Challenges and the Future of Minority and Indigenous Rights Protection Conference, University of Stirling, 5-7 March 2025
This global conference of 60+ academic experts on minority and indigenous rights reflected on the rights of indigenous peoples and ethnic, religious and linguistic minorities, and the need to fundamentally rethink and recommit to their protection.
Since the adoption of the Universal Declaration of Human Rights in 1948, a number of international legal instruments have been established with the objective of protecting the rights of minorities and indigenous peoples.
Notable instruments include the International Covenant on Civil and Political Rights and the International Covenant on Economic, Social and Cultural Rights, considered the foundation of many other related treaties and declarations which have followed them.
Relevant treaties and declarations have also been established at the regional and national levels. They incorporate international principles while also taking into account the specific needs of the minority and indigenous populations within the regions for which they are intended to provide protection.
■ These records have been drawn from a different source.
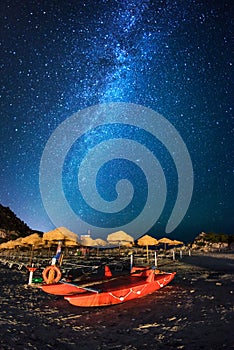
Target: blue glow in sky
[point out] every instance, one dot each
(174, 57)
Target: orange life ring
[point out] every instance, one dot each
(51, 274)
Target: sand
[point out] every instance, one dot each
(195, 311)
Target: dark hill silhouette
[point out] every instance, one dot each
(11, 226)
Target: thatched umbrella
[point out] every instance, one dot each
(120, 238)
(166, 241)
(147, 241)
(33, 241)
(175, 242)
(60, 234)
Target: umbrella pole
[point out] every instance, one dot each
(31, 256)
(155, 259)
(131, 262)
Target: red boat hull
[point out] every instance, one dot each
(61, 288)
(121, 289)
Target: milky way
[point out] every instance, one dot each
(173, 57)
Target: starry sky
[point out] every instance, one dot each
(174, 57)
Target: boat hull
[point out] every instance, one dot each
(121, 290)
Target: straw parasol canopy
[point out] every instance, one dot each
(120, 238)
(88, 242)
(9, 245)
(60, 234)
(32, 240)
(147, 241)
(165, 240)
(175, 242)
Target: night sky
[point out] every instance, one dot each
(172, 57)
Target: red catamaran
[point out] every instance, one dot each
(112, 290)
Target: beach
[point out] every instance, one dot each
(195, 311)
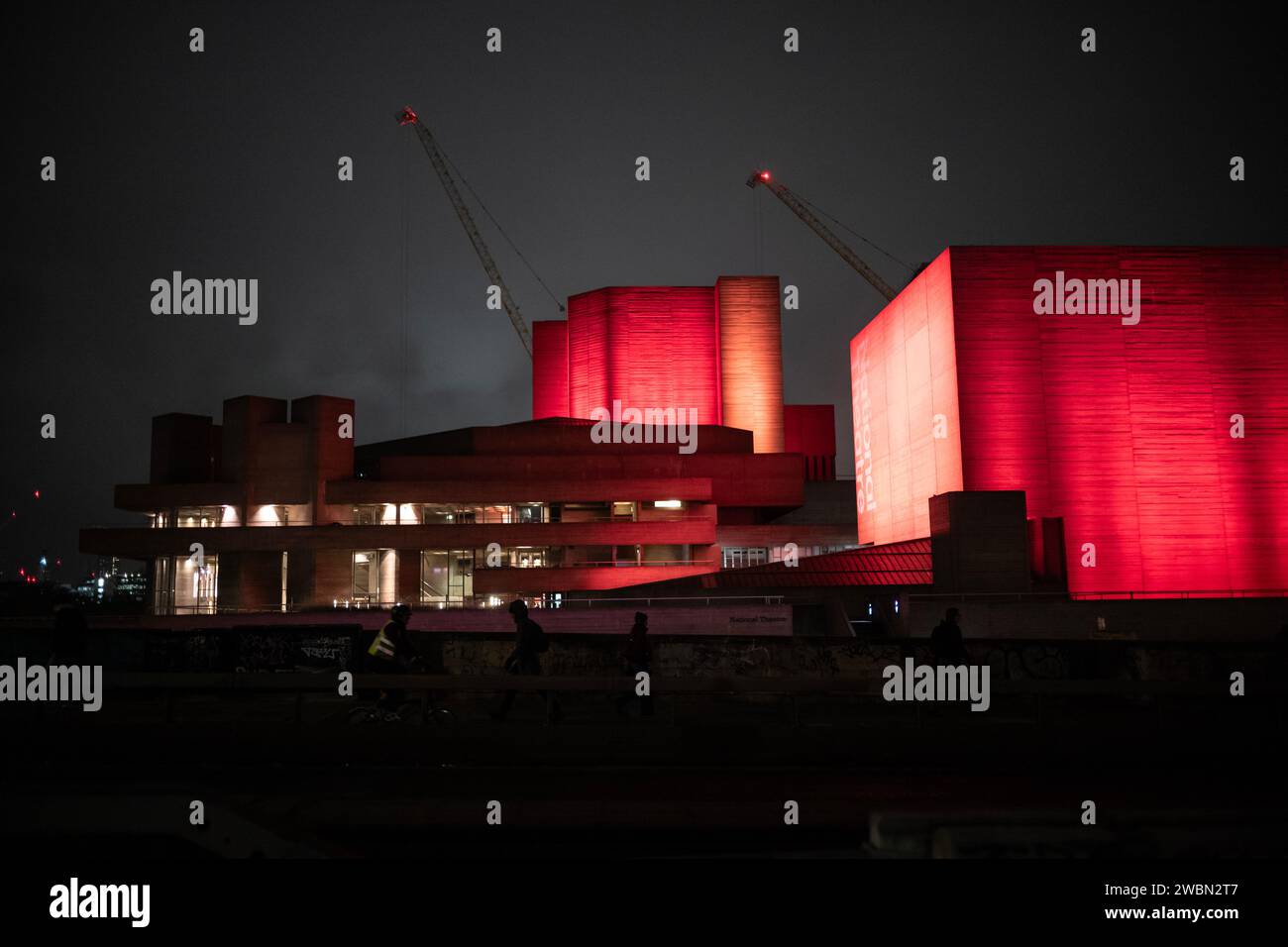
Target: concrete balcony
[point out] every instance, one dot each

This conference provided an opportunity to assess the contributions and challenges that these various instruments and other forms of solutions have brought to bear on minority and indigenous communities, which they are designed to protect and provide redress for.
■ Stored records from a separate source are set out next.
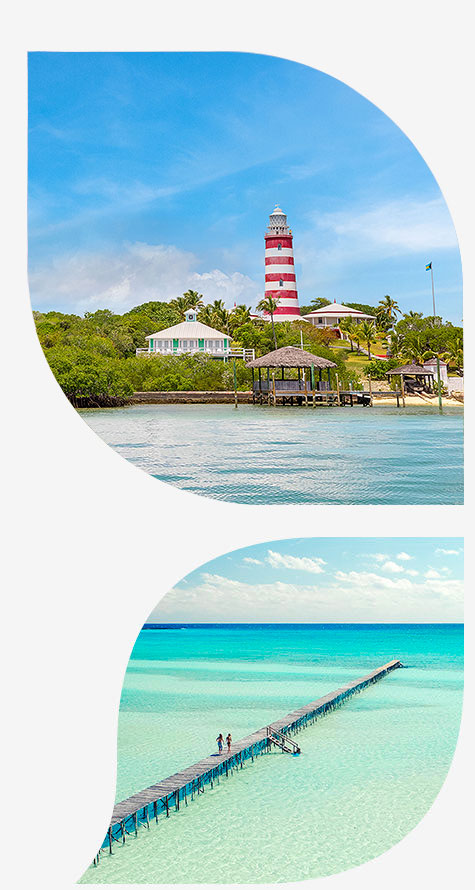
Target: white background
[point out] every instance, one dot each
(91, 542)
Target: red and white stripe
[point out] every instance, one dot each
(280, 281)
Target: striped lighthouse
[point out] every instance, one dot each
(280, 271)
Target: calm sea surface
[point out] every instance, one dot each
(264, 455)
(367, 773)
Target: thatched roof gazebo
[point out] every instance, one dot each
(289, 357)
(414, 376)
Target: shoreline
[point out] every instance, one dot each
(197, 397)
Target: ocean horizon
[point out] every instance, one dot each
(367, 774)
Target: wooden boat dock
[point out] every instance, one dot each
(180, 789)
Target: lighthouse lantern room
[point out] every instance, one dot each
(280, 281)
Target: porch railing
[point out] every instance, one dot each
(247, 355)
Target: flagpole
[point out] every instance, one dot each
(437, 356)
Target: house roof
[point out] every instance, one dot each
(412, 369)
(337, 309)
(188, 330)
(290, 357)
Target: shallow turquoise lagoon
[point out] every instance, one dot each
(367, 773)
(264, 455)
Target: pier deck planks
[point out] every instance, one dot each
(168, 786)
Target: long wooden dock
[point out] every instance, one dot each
(180, 789)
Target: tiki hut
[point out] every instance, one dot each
(309, 373)
(414, 377)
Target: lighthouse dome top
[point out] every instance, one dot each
(277, 222)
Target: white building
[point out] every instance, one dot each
(189, 337)
(330, 316)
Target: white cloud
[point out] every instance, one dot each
(371, 579)
(353, 596)
(295, 563)
(392, 567)
(134, 274)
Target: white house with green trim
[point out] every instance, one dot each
(188, 337)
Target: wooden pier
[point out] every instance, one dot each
(181, 788)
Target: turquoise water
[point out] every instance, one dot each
(367, 773)
(264, 455)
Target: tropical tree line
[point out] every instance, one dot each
(93, 357)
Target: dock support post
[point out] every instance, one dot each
(403, 393)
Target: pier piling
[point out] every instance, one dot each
(194, 778)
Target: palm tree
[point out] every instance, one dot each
(196, 299)
(393, 343)
(454, 353)
(239, 315)
(269, 304)
(368, 334)
(190, 300)
(205, 315)
(319, 303)
(387, 310)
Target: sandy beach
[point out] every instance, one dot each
(447, 402)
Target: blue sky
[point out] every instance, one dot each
(325, 580)
(153, 172)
Clare MacGillivray, Member of IACD International Committee and Director of Scottish NGO Making Rights Real, attended along with members of the Nacken (Scottish Gypsy Traveller Community) who presented about Gypsy Travellers' campaign for an apology for the 'Tinker Experiments'. Clare provided information to global delegates on IACD, and the use of a rights based approach to community development, promoting the recent Practice Insights Human Rights edition, which features two examples of Scottish practice.